The people there should understand that the Ahmadiyya Muslim Community is a sect of Islam. It is not a new religion. Mirza Ghulam Ahmad never described himself as being greater to the Prophet Muhammad. Moreover, it has been said that we provoke violence to gain sympathy from the West.
Despite the fact that thousands of Ahmadis pour into the town every year to attend the annual convention, yet the town lacks basic amenities. The street lights have been switched off for the last one decade because the local Municipal Committee (MC) owes Rs 26 lakh to the power utility. During the tenure of the gathering, held in December every year the members install their own street lights. The town lacks the facilities of a Sewerage Treatment Plant (STP), library, parks and a garbage dump. It also does not have stands for taxis, tongas and auto-rickshaws. Government bus services are limited while private bus operators cease their operations after 7pm. The MC water supply is limited to a few pockets of the town and that too, according to residents, is not fit for drinking.
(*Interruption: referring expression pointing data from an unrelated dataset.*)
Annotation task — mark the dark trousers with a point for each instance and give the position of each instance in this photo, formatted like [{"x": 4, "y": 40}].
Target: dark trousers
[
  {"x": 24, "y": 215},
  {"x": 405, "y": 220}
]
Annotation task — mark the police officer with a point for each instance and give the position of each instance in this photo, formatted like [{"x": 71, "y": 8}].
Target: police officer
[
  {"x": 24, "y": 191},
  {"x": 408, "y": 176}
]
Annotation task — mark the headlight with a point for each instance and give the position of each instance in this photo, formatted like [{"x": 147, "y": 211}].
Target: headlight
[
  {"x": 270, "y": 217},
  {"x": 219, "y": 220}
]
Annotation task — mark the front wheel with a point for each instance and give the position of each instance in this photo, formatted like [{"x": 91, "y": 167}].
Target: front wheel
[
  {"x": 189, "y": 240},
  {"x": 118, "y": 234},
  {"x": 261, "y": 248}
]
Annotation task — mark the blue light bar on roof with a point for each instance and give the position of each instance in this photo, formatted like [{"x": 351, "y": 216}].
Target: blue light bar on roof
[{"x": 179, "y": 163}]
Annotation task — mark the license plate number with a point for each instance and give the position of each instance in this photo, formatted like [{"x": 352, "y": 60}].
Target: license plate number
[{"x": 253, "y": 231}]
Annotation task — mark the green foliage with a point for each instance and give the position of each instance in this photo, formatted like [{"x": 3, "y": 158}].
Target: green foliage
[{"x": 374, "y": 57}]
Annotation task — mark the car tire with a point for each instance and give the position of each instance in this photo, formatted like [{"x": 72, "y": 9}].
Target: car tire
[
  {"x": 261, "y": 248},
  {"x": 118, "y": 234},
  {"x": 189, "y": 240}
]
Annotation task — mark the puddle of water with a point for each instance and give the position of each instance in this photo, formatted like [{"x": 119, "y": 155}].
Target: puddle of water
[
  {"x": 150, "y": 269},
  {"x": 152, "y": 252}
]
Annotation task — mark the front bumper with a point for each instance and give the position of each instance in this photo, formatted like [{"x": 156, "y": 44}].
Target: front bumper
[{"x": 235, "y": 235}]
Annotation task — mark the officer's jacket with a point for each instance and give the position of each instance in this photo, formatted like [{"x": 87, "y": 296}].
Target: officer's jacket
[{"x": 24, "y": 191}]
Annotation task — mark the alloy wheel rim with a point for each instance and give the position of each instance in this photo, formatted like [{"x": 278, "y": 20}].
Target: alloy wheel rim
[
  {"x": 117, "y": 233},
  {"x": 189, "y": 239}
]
To compound matters, the supply is unregulated and insufficient and remains suspended for days if there is a snag in the water supply pumps. There is just one government run hospital but it is located on the periphery of the town. People avoid visiting the place because they have to shell out heavy amount of money to reach the hospital. Moreover, in the absence of medicines, patients themselves have to bear the costs following which people are seldom interested in coming to the hospital. A majority of the patients visit the hospital being run by the Ahmadiyya community which doctors say “is professionally managed and has no dearth of medicines.”
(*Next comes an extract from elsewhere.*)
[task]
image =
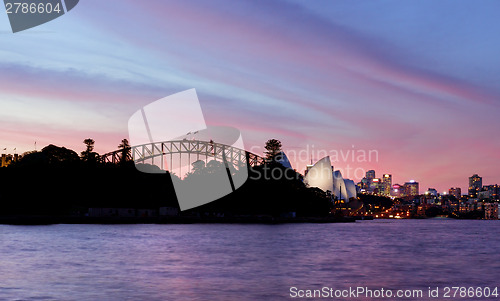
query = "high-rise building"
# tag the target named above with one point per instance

Press Secretary K. Tariq Ahmad said, “Obedience to the policies and plans of the ruling government and sympathy to mankind are the main features of the more than a hundred year old movement. We always engage ourselves in humanitarian activities whenever natural calamities occur in the shape of earthquakes, floods and epidemics. Our movement is spread across 206 countries and the community is a great cementing force for mankind articulating the theme of unity and understanding.” Notwithstanding the fact that talk of religious intolerance has been thick in the air for quite some time, speakers are encouraged to highlight the good points of other faiths without maligning any particular religion. Muslim speakers are encouraged to speak on Krishna and Hindu speakers were asked to speak on the teachings of Jesus Christ. The community has its own TV channel going by the name of Muslim Television Ahmadiyya (MTA) and has established 516 mission houses all around the world. The community has printing presses in 11 countries and it is these presses which have played a major role in dissemination of literature pertaining to the movement. Leading figures of the community say that a little known fact about the community is that it is the leading Islamic organization to categorically rejecting terrorism in any form.
“Our Founder held the view that ‘war of the sword’ had no place in the world. Instead, ‘war with the pen’ was a better option. That is why he penned nearly a 100 books on moderation and also on how to maintain restraint in the face of opposition from other parts of the Muslim world,” said Mohammad Gul, working with a US agency in Wade Island, Pennsylvania, USA.